Harvard Roommate Essay
When Harvard asks what I’d want my roommate to know about me, I imagine us standing in that awkward first-day silence — two people with boxes, hopes, and maybe a faint smell of instant coffee. Then, I’d probably break it with something like: “If I start reorganizing your books by color, just stop me.” That’s my way of saying I’m a perfectionist, but also that I laugh about it. Life’s too short to live in grayscale folders only.
I grew up in a home where dinner conversations sounded like small TED Talks — my mom dissecting literature, my dad explaining why the economy is always “in crisis.
” I learned early that opinions are currency, but listening is gold. So, if my roommate ever wants to vent about a bad grade, a confusing crush, or the existential weight of Econ 10, I’ll be there — probably with snacks and unsolicited philosophical commentary.
I like early mornings more than I should. It’s the only time campus feels half asleep, and the world is quiet enough to think. But I promise I’ll be quiet when I’m brewing my 6 a.m. coffee. (Mostly.) I’ll also make extra, because caffeine is a social contract in college life. You bring your dreams; I’ll bring the French press.
I tend to dive deep into random obsessions — last month it was 20th-century Mexican art, before that, neuroscience podcasts. It’s not about mastering everything; it’s about following curiosity until it hits a wall, then finding a new door. If you ever see me zoning out with a notebook, I’m probably connecting dots that don’t belong together — yet.
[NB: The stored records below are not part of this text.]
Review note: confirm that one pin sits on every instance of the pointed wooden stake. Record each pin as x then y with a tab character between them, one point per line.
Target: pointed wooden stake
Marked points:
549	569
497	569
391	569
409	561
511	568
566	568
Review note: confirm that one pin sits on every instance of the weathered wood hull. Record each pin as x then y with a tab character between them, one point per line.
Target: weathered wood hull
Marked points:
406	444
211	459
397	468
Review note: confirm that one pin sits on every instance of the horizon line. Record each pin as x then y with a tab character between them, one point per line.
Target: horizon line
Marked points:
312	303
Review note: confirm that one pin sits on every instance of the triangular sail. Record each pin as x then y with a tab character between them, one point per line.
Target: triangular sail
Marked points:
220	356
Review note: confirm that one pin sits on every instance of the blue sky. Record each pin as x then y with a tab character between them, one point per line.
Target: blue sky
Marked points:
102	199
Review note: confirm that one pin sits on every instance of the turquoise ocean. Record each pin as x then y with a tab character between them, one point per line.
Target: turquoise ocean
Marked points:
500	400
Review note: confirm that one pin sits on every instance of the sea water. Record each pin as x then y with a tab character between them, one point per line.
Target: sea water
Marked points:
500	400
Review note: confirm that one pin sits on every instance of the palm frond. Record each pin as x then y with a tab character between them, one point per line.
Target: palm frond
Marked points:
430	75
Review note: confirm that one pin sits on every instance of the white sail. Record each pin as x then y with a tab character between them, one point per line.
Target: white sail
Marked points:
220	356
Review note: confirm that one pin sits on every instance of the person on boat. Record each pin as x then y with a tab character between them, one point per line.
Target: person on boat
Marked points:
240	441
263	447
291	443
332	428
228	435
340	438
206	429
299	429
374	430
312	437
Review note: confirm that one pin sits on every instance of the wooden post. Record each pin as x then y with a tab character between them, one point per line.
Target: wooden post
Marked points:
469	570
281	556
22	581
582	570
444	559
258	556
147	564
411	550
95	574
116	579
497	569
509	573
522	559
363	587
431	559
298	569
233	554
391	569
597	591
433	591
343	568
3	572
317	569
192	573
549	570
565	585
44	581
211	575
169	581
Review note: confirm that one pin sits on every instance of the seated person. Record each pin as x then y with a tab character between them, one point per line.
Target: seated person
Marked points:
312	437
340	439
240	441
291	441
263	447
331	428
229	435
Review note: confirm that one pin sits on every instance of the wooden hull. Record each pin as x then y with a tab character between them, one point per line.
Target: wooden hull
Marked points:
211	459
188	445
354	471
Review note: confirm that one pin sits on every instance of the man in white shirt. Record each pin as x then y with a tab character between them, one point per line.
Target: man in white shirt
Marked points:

I like honesty. Not the brutal kind, but the kind that builds trust — the “hey, can you lower the volume?” type that saves friendships before they turn into silent wars. College is messy. People are complex. I think the best roommates are the ones who talk before they boil. I’m not here to be perfect; I’m here to be decent and kind — two things that survive long after GPAs fade.
What I hope my roommate learns about me is that I’m the kind of person who leaves small notes on the fridge when something goes right — “You aced that exam!” — and doesn’t mind sharing playlists that match the weather. I’m serious about my work but don’t mistake that for being rigid. The truth is, I like life with a little chaos; it’s what keeps the stories interesting.
In the end, I think a roommate isn’t just someone you share a space with — it’s someone who quietly witnesses your transformation. We’ll both arrive as strangers, carrying pieces of who we were. But maybe, by spring, we’ll have built something better than a clean dorm room — a friendship built on shared caffeine, bad Wi-Fi, and the belief that college, at its core, is about learning how to live with others as much as learning how to live with yourself.